Not that we’re anywhere close to being qualified enough to evaluate books but more so as a public service announcement we will periodically discuss barbecue and barbecue-related books.
Monk: If John Shelton Reed writes a book on barbecue, I’m reading it. Because he writes about the subject so intelligently and (not to mention wittily) from both a historical as well as a cultural viewpoint, his insights always make me think and often chuckle.
“Holy Smoke: The Big Book of NC Barbecue” was co-written by Reed, his since-passed wife Dale Volberg Reed, and William McKinney and is likely my favorite book on the subject (certainly the case when it comes to North Carolina barbecue). His “Barbecue” book for UNC Press’ Savor the South Series is more than just a barbecue recipe book. And any freelance work from him that comes across my Google Alerts I read immediately.

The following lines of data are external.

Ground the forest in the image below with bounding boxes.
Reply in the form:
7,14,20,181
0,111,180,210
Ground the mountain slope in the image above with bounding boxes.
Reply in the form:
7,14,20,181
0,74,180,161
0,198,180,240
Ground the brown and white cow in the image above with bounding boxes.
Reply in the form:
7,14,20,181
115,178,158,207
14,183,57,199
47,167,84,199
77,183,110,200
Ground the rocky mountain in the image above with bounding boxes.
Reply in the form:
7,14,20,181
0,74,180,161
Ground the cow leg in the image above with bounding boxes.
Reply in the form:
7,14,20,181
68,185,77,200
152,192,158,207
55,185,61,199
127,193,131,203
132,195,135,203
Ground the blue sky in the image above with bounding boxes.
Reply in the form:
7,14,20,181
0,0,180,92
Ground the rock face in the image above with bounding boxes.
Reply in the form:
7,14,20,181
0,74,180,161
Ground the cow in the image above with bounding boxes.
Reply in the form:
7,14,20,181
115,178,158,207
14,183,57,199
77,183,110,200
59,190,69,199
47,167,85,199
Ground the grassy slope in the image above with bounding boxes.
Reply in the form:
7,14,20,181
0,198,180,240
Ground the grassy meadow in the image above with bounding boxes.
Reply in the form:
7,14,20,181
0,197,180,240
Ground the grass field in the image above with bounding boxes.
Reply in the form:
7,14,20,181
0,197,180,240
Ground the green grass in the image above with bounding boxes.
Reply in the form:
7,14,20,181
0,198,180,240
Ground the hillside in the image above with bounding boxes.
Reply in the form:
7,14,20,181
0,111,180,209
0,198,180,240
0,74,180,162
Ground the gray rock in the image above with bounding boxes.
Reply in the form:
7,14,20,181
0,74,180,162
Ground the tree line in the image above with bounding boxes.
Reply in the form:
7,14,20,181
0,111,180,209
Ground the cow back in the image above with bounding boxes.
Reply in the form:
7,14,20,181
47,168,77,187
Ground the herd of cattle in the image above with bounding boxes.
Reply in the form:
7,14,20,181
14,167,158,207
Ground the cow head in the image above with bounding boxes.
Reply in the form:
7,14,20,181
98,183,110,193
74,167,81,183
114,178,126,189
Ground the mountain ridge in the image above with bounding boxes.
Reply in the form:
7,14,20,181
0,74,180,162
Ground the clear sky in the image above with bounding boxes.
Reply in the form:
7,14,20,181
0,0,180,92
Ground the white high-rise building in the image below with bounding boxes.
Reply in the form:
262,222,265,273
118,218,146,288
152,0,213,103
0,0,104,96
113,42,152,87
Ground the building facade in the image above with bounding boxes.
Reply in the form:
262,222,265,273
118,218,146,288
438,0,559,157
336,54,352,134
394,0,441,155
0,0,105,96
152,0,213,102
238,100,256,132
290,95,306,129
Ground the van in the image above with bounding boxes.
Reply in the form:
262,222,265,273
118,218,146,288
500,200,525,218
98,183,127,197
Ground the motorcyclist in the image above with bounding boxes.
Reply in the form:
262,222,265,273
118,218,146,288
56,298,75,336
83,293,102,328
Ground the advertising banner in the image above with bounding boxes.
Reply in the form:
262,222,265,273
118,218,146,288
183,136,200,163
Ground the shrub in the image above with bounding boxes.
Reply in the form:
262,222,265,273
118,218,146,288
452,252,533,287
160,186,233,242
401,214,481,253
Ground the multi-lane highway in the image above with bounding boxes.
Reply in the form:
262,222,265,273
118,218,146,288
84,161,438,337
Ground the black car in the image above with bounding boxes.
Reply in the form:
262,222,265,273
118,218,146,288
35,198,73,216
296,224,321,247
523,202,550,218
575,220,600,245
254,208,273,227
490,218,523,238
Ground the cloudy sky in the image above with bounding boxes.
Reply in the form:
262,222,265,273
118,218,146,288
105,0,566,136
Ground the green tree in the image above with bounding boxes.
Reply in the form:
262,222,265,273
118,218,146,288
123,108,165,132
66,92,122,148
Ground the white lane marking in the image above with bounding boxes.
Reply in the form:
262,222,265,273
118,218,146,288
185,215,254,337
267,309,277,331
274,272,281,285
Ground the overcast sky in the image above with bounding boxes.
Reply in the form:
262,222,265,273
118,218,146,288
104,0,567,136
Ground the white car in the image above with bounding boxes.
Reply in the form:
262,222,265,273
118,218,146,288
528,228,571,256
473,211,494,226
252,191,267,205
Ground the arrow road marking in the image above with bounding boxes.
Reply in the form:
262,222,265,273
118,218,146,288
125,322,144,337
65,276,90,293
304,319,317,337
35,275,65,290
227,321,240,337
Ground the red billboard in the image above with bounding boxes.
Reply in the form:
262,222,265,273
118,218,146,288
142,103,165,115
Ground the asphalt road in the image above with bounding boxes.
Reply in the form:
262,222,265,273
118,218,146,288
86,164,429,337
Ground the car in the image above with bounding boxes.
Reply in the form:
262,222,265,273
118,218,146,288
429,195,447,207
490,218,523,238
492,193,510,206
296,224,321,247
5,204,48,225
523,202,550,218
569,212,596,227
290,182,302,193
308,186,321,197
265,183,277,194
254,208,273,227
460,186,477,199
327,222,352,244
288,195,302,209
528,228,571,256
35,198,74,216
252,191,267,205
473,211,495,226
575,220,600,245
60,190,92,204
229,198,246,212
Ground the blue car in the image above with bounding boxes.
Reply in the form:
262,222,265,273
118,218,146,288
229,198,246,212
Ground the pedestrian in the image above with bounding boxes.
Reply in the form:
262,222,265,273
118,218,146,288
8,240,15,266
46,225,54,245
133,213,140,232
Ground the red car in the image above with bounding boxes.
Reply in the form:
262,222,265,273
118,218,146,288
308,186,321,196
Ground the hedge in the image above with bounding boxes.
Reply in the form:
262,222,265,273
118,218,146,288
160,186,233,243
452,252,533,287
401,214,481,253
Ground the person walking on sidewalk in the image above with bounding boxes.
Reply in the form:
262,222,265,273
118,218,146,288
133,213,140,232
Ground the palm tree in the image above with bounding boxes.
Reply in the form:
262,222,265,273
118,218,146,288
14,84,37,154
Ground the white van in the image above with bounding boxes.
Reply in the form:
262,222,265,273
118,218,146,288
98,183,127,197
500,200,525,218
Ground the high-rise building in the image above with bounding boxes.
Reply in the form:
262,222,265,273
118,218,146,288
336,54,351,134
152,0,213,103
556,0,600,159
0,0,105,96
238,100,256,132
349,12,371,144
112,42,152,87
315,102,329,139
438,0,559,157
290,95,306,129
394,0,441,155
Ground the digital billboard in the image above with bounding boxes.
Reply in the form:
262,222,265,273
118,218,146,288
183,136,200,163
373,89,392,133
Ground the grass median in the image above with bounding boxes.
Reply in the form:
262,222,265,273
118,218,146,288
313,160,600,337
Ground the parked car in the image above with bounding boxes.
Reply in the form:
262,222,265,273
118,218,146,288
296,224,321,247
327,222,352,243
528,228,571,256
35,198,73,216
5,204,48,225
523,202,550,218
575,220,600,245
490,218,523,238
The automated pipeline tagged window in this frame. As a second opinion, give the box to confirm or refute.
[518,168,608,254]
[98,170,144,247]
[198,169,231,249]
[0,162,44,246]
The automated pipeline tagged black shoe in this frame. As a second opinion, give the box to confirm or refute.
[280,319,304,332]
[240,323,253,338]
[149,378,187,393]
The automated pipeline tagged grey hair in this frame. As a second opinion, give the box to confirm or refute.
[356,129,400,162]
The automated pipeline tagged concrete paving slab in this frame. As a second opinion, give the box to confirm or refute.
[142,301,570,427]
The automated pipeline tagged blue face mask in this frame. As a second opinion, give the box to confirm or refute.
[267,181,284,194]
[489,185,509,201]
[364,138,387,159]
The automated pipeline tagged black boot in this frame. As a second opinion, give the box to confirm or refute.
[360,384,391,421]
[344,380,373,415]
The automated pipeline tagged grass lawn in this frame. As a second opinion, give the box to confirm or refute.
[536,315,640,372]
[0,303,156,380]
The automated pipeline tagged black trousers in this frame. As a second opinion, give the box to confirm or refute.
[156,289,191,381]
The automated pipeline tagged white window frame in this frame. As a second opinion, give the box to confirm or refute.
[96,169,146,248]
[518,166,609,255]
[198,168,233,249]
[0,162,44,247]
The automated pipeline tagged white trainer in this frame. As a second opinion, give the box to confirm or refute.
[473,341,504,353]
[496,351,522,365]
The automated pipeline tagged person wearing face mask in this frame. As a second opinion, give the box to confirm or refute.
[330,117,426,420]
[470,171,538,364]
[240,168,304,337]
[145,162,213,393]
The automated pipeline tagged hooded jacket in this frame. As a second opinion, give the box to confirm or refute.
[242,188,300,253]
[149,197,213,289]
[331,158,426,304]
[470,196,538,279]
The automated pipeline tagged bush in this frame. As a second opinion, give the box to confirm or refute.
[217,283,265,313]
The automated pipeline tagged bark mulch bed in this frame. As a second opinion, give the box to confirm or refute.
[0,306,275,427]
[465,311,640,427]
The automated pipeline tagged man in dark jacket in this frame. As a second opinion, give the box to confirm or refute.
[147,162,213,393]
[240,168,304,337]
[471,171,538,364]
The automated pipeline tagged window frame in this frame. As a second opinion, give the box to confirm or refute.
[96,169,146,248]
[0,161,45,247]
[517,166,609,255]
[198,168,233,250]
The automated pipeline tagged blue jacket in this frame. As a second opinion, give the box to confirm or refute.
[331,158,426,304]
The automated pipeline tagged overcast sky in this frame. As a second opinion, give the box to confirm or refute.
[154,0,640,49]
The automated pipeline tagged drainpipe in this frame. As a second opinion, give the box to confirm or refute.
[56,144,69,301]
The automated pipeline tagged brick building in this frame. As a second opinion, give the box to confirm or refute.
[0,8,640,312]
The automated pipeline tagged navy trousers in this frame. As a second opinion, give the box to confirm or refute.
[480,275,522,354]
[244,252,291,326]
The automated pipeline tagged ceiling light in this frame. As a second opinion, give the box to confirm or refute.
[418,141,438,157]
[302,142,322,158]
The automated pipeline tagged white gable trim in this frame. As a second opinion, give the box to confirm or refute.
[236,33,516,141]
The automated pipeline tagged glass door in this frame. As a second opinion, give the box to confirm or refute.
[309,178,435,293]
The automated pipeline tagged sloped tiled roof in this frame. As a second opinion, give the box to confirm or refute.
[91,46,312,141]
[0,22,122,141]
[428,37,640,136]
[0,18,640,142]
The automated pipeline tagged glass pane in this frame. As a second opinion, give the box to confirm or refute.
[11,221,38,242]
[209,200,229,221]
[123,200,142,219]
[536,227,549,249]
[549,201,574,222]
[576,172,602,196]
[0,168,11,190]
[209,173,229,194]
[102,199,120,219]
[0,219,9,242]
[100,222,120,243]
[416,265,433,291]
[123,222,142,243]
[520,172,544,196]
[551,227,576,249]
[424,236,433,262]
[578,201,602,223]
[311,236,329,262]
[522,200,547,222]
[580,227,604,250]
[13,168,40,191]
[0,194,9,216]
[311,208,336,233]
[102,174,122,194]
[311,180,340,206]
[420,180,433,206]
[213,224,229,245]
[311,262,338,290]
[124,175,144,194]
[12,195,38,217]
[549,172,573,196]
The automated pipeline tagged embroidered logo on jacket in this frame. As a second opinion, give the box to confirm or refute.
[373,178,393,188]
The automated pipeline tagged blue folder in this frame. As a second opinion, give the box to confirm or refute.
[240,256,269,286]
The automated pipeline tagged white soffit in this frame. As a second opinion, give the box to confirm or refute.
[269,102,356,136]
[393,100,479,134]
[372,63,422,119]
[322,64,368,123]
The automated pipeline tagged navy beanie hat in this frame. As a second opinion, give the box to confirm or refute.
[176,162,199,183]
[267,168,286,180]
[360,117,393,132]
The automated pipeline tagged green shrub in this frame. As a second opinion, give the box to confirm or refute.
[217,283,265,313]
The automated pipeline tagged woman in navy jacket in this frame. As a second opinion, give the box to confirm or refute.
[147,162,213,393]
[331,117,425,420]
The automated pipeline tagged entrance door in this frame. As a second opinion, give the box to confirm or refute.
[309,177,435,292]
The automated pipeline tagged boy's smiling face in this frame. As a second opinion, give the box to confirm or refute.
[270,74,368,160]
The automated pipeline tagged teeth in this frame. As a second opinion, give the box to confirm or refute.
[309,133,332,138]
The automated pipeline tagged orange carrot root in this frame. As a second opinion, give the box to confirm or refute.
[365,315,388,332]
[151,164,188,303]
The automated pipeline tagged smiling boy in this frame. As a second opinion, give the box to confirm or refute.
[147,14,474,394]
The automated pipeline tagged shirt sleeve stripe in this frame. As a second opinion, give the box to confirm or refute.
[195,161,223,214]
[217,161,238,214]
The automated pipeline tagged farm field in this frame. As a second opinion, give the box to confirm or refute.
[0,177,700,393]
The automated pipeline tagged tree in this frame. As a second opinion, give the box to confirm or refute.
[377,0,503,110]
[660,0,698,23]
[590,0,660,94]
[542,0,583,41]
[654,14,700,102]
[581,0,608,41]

In addition to being an accomplished author, John Shelton Reed is the co-founder (along with Dan Levine) and “Eminence Grease” of The Campaign for Real Barbecue, also known as True ‘Cue. There, he advocates for wood-smoked barbecue (sometimes ruffling the feathers of folks like Carey Bringle of Peg Leg Porker). Again, I’m a huge fan.
With that buildup, “On Barbecue” is his latest book and is a collection of his barbecue writings over the years (by far is his most written-about subject), which includes book reviews, freelance articles, some True ‘Cue newsletter writings, and an excerpt from “Holy Smoke.” Our friend John Tanner wrote up the book nicely over on his blog but I’ll add to the praise chorus as well.
In it, Reed is able to connect his previous works into a cohesive narrative across a fairly quick read. From the true origins of barbecue (both the practice and the word itself) to the current state of it to the invasion of gassers into barbecue restaurants to the nuances of barbecue in the state of North Carolina, I read the 157 pages in a couple of sittings but could have easily read in just one. And what a great cover.
I was graciously provided a copy of the book by Reed in exchange for an honest review (which you’ve just read) but the honest truth is that I would have purchased it with my own money no matter what. I urge you barbecue fans out there to purchase it at your nearest independent bookstore and give it a read.